Sí: deleznable, reprochable,  insensible, oportunista, de un cinismo desvergonzado.

LA OTRA FAUNA

Y debajo de los políticos, incluso de los chiquititos e insignificantes como Omar Miranda encontramos aún otra fauna más deleznable: aquellos que les cobran para lograr sus objetivos: medios de comunicación, y entre ellos, columnistas.

Pongo por ejemplo a Raymundo Jiménez, quien en algún momento fue llamado “el mejor columnista de Veracruz”, el más leído, el más difundido, su columna, Al pie de la letra, salía en todos los medios, impresos y más tarde, digitales. Para un político, estos columnistas son oro molido, a quienes pagan mensualmente para que hablen bien de ellos, para que justifiquen sus acciones o los mencionen.

O simplemente, para que no los mencionen, para que los ignoren. También cobran, y más caro, sus silencios.

Y en épocas de campaña, incluso ofrecen, tal cual, sus espacios editoriales, y algo llamado “los comentarios” son insertados en sus espacios. Raymundo era el mejor pagado en la época de Fidel Herrera, pero sobre todo de Javier Duarte, dicen que tan sólo Gina Domínguez le daba 70 mil pesos mensuales. A eso súmele lo que les daban secretarios, alcaldes, diputados, funcionarios, políticos…
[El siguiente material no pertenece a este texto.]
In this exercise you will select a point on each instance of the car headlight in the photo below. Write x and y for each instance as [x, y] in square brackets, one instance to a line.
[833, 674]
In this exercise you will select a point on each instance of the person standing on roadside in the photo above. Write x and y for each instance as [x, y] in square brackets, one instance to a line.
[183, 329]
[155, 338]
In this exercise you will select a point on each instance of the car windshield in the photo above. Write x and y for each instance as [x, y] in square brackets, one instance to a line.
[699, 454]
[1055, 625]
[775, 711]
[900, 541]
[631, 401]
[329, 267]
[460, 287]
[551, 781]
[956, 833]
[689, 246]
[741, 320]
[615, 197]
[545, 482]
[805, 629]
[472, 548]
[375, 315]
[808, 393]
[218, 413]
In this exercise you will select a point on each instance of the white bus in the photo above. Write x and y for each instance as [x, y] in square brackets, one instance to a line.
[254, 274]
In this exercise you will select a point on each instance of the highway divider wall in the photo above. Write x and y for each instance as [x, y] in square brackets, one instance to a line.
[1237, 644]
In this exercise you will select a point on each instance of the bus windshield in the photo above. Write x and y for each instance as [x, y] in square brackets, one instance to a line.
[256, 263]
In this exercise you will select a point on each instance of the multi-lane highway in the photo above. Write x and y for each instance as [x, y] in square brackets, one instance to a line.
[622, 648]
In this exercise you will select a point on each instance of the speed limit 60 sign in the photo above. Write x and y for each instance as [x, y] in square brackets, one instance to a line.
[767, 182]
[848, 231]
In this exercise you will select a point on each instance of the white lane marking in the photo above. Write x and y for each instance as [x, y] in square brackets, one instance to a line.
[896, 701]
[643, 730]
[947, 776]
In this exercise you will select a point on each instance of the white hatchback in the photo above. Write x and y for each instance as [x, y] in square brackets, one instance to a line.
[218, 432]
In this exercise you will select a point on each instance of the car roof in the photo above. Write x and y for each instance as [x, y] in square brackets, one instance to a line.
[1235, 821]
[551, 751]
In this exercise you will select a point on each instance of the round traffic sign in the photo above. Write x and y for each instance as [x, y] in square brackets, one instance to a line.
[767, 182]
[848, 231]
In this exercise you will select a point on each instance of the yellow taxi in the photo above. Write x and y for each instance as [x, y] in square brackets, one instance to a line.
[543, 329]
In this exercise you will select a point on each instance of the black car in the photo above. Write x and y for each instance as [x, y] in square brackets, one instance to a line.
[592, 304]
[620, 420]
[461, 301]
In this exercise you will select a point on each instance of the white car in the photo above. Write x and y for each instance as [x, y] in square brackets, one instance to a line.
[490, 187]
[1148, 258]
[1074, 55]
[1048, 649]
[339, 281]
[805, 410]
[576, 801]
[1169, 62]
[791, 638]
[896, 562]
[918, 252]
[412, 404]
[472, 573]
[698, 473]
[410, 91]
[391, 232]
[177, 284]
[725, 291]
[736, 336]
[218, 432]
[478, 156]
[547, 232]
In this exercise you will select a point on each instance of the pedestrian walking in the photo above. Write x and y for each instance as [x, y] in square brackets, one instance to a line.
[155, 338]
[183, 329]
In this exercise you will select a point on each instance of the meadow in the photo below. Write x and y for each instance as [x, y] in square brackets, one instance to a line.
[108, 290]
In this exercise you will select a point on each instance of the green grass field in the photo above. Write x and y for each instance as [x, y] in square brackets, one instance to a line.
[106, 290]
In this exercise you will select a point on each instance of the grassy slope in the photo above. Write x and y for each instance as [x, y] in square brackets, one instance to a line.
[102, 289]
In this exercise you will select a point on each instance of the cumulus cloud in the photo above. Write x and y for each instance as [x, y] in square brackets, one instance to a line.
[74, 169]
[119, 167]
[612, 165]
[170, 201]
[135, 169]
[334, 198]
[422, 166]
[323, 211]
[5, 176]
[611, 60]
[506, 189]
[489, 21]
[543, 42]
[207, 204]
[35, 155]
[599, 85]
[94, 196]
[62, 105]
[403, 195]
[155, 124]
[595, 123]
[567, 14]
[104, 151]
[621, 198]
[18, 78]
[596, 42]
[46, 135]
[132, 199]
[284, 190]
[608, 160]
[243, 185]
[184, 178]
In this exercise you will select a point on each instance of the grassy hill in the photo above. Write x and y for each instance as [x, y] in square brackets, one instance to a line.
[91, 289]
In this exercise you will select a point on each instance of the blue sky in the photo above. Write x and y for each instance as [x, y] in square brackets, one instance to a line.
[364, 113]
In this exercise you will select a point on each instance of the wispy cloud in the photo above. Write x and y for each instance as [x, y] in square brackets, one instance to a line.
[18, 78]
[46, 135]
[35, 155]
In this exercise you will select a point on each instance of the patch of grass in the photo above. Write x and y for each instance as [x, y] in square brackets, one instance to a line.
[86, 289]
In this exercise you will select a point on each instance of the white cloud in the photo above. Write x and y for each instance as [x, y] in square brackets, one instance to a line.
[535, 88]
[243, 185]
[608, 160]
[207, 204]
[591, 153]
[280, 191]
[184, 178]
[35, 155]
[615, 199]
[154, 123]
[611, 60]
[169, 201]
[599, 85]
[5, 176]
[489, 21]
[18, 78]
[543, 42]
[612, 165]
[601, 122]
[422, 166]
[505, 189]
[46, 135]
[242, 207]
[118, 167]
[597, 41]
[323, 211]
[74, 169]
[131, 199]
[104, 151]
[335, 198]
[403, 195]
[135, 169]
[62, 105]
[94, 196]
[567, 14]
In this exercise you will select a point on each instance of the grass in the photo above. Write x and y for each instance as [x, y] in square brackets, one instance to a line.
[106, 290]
Y muchos columnistas, encontrada la mina de oro, no se quedaron satisfechos y abrieron medios de comunicación, que se propagaron como epidemia, para recibir aún más dinero. Raymundo no lo quiso, no era su estilo. Pero el dinero se acabó, la mina se cerró, y ni modo, más rápido cae un columnista que un cojo.

Ahora, desde su medio, Espejo del Poder, financiado por el Partido Revolucionario Institucional (PRI) vía Miguel Valera, ex jefe de prensa de Américo en el Ayuntamiento y más tarde en el CDE del partido, y quien es hoy el subdirector del medio electrónico desde donde golpea a los gobiernos morenistas.

Pero el dinero no alcanza, y ya abrió su cartera a los panistas, desesperados porque no suben en las encuestas y su escenario, ante los recortes a partidos, es más que desolador.

Bien lo dijo Alex Lora: Se ha soltado una epidemia.. de jijos de la chingada.